Another possibility is that the public network was contaminated by a private source. The break in the public network could have led to water from a private source entering the public water network due to the drop in pressure upstream. This is why such installation is forbidden in France. In addition, there was no anti-return device installed to prevent suction of the water from the well. The water sampled (source and tap) in the private network contained the HEV virus genome. However, as we were unable to compare the clinical and environmental strains, it is impossible to confirm this hypothesis. This private source serves only one house, whose owners showed no sign of HEV infection but refused to be tested. It may have been contaminated by the large population of wild boar living in this area [39,40]. Some studies indicate that surface water can be contaminated in the vicinity of pig production facilities, particularly if pig slurry is spread [28,41].

The fact that the owners do not present signs of HEV infection can be explained by the fact that most HEV infections are asymptomatic. During an outbreak of hepatitis E associated with a spit-roasted piglet occurring in France in 2013, 17 cases were identified, but 12 (71%) of the cases were asymptomatic.

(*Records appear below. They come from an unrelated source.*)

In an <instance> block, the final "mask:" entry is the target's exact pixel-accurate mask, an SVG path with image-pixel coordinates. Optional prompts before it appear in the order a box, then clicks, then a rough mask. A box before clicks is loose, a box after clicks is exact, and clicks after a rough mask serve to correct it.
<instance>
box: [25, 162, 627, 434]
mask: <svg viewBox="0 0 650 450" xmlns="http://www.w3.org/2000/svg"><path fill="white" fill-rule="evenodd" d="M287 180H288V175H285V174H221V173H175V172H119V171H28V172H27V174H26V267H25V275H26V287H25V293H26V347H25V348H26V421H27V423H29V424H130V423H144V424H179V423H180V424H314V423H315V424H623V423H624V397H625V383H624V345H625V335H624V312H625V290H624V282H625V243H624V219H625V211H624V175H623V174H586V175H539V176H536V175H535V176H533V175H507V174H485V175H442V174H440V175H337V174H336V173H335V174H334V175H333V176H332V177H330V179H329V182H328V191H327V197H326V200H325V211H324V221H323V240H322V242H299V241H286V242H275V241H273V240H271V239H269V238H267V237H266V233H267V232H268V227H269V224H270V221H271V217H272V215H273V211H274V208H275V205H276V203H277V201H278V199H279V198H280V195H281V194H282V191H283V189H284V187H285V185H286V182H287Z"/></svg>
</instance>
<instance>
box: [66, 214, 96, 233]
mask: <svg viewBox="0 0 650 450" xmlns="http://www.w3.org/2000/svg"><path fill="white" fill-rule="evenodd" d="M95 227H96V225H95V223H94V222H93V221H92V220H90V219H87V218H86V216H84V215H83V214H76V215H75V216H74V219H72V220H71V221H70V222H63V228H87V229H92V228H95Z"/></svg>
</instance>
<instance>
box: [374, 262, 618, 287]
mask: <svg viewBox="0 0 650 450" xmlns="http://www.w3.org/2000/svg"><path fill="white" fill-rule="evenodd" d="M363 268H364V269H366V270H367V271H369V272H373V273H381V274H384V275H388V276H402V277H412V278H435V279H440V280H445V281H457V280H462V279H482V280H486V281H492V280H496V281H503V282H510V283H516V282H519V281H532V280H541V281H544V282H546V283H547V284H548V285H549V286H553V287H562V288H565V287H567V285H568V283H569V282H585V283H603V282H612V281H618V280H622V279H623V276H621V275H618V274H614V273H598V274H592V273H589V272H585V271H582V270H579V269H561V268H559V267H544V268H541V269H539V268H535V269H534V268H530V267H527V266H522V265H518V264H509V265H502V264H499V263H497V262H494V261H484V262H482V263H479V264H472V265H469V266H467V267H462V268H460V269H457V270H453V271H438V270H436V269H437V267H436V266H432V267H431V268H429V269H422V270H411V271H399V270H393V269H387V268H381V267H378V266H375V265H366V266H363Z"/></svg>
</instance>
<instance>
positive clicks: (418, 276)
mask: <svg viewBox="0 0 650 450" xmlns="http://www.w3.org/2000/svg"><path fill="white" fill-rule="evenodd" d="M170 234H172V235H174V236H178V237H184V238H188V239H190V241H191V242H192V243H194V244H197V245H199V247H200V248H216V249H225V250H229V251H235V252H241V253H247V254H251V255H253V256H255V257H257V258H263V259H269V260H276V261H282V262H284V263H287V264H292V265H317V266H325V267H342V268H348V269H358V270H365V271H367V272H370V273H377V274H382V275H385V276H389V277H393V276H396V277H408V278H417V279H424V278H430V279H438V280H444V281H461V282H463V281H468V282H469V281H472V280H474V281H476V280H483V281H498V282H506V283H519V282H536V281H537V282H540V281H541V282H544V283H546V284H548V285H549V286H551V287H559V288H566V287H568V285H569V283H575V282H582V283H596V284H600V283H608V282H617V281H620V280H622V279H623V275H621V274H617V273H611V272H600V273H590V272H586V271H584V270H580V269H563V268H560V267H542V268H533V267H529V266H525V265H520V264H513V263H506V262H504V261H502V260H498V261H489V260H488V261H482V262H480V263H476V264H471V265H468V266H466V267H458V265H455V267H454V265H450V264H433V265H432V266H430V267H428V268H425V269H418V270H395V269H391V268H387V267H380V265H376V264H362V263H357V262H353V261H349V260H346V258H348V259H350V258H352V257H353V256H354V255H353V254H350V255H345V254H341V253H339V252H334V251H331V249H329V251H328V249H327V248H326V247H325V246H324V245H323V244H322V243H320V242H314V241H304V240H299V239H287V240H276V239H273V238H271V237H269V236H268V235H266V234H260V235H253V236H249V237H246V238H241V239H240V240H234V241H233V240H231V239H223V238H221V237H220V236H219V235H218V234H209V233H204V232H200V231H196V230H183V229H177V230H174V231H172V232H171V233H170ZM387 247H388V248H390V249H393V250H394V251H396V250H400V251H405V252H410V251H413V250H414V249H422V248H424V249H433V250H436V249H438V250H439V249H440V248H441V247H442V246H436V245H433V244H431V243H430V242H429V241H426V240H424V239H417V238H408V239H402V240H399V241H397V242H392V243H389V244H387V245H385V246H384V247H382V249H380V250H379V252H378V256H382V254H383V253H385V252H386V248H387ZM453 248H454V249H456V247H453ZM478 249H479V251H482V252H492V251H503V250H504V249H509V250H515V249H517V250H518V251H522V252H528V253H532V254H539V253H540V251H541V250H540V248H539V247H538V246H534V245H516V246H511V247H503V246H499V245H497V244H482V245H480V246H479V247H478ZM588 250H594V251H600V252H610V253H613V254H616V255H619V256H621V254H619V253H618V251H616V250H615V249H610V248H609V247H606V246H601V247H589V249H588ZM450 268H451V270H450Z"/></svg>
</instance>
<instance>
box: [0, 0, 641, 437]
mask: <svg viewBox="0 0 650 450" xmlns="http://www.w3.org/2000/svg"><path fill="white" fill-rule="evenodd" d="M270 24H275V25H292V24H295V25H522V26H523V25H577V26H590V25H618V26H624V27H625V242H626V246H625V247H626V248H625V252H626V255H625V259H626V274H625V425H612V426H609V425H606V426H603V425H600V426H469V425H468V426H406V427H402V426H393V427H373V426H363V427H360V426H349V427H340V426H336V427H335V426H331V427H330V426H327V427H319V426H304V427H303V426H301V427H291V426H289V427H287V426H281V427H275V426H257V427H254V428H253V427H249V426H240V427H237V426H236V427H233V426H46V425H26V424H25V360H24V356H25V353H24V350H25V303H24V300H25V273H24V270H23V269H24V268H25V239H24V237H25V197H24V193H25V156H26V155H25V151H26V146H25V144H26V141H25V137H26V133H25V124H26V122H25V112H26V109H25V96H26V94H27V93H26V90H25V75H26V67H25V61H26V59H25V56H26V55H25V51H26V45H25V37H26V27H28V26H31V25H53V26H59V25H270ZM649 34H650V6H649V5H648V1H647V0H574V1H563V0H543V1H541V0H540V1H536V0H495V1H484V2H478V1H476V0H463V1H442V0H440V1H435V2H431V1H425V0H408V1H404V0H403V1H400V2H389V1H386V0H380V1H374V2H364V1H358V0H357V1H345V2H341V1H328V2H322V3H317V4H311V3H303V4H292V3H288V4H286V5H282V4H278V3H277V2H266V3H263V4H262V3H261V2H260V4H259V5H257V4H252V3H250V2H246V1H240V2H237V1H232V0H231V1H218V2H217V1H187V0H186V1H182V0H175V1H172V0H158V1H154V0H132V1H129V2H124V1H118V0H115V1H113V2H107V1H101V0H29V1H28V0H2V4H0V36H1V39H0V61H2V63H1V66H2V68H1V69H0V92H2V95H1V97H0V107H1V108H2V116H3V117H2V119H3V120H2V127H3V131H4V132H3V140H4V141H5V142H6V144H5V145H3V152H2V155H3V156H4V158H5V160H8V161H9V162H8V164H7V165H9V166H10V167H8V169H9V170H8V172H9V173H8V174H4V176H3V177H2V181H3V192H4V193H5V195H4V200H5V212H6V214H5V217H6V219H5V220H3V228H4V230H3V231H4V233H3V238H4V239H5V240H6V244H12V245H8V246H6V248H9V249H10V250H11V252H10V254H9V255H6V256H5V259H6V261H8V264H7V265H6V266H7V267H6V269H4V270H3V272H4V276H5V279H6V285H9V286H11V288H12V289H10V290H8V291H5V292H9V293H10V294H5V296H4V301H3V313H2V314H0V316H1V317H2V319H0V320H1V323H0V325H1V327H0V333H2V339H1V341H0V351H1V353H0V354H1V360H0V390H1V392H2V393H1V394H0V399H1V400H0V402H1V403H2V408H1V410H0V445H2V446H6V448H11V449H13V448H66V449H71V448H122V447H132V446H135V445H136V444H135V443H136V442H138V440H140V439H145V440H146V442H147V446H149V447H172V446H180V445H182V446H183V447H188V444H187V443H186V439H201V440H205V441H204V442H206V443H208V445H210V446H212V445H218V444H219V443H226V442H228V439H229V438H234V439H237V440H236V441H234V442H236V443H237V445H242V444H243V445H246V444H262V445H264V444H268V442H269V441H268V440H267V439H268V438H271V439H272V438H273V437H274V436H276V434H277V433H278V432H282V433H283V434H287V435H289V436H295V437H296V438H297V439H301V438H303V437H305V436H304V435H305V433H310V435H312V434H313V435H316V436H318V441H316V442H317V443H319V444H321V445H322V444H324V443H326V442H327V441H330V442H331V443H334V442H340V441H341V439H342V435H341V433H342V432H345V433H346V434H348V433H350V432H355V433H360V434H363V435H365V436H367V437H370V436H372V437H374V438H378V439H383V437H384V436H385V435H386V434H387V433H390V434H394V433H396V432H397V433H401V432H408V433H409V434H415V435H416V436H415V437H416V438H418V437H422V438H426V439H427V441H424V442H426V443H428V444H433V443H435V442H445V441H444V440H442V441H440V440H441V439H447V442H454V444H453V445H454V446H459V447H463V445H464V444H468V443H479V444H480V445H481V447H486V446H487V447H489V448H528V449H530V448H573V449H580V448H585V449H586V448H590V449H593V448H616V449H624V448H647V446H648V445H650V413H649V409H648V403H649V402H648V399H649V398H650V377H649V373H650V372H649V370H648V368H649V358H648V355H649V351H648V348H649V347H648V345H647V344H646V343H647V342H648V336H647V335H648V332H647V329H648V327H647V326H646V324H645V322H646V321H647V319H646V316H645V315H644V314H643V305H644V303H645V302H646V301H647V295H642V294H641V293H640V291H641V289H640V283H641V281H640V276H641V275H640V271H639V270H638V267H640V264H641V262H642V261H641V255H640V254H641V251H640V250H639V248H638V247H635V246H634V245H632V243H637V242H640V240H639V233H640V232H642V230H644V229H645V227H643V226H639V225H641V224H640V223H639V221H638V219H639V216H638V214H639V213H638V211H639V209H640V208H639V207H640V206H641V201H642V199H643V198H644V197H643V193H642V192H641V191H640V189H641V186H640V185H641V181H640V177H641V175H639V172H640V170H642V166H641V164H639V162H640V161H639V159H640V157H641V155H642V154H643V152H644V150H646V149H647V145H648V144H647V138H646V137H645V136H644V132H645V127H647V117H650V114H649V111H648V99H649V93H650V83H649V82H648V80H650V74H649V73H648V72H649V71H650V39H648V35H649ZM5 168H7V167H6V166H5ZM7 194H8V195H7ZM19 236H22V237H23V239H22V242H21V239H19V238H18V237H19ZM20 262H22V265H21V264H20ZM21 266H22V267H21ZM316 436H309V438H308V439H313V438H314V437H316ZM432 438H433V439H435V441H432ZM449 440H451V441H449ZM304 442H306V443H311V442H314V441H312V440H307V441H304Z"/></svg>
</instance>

The diagnosis was based on the detection of biological markers (anti-HEV IgM) [7]. Since the owners were not tested, an HEV infection cannot be excluded based only on the absence of symptoms. Alternatively, the owners were already infected in the past by HEV and have protective anti-HEV IgG. Even though not precisely determined, a vaccine study suggests that the minimum protective concentration of antibodies is 2.5 World Health Organization (WHO) units/mL [42,43].

The main limit of this investigation is that we were unable to obtain the sequences of the HEV detected in the water due to the low HEV RNA concentration and the presence of PRC inhibitors. For low HEV RNA concentrations, the sequencing amplification works in 50% of attempts. In the absence of a HEV sequence from the environmental isolates, a case-control study would have been necessary to definitively confirm that residence in hamlet Y is associated with acquiring HEV infection.

5. Conclusions

To conclude, temporal and spatial investigations suggest that the private water supply containing HEV RNA was the probable source of the outbreak following the break in the network. Private water supplies still connected from the public network are frequent in rural areas, where they are a major contributor to public water pollution. Consequently, an environmental route of transmission should not be overlooked in rural areas.